Lors de la dernière réunion du G20, le 16 avril, Wright a déclaré à CNN que les banquiers du monde entier « suppliaient essentiellement » d’éviter de réimposer les sanctions contre la Russie qui avaient été levées en mars. « Pour faire baisser les prix de l’énergie en Asie et en Europe. »
En réponse à l’invasion de l’Ukraine par la Russie en février de la même année, les États-Unis ont imposé des sanctions sur le pétrole russe à partir de mars 2022. De nombreux pays étaient préoccupés par les sanctions secondaires des États-Unis pour l’achat de brut à la Russie, qui produit environ 11 % de l’approvisionnement mondial, mais à la suite du conflit iranien, le brut russe est devenu une importation nécessaire pour des pays comme le Brésil, Singapour et les pays de l’Union européenne.

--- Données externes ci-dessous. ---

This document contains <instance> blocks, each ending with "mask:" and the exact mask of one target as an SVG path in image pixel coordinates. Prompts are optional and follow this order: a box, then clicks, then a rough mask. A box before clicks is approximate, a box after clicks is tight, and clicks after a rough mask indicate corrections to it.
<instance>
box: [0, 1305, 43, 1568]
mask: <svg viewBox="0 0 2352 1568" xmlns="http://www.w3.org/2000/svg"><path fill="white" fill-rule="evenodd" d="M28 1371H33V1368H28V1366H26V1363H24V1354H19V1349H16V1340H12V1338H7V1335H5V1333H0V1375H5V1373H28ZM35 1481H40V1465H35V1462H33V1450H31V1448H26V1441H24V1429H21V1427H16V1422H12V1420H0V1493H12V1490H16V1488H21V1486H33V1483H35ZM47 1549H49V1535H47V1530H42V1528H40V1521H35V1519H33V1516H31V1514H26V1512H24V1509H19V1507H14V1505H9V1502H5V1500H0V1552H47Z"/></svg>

Vendredi, les États-Unis ont prolongé l’exemption.
Wright a déclaré que les États-Unis réimposeraient immédiatement les sanctions sur le pétrole russe une fois la guerre terminée.
Le chef de l’Agence internationale de l’énergie a déclaré la semaine dernière que l’Europe « avait probablement encore environ six semaines de carburéacteur ». En conséquence, la Commission européenne a exhorté les gens à conduire moins, à prendre moins l’avion et à travailler à domicile.
De nombreux pays asiatiques consentent des sacrifices encore plus importants. Le président philippin Ferdinand Marcos Jr. a déclaré l’état d’urgence pour un an le 24 mars, affirmant que le pays ne disposait que d’environ 45 jours de carburant. Le pays a depuis accepté des expéditions de pétrole brut russe et disposait lundi d’un approvisionnement en essence pour 54 jours.
Le gouvernement thaïlandais a ordonné aux fonctionnaires de travailler à domicile et d’utiliser les escaliers plutôt que les ascenseurs jusqu’à la fin de la crise. De nombreux pays ont introduit une semaine de quatre jours pour les écoles et les fonctionnaires.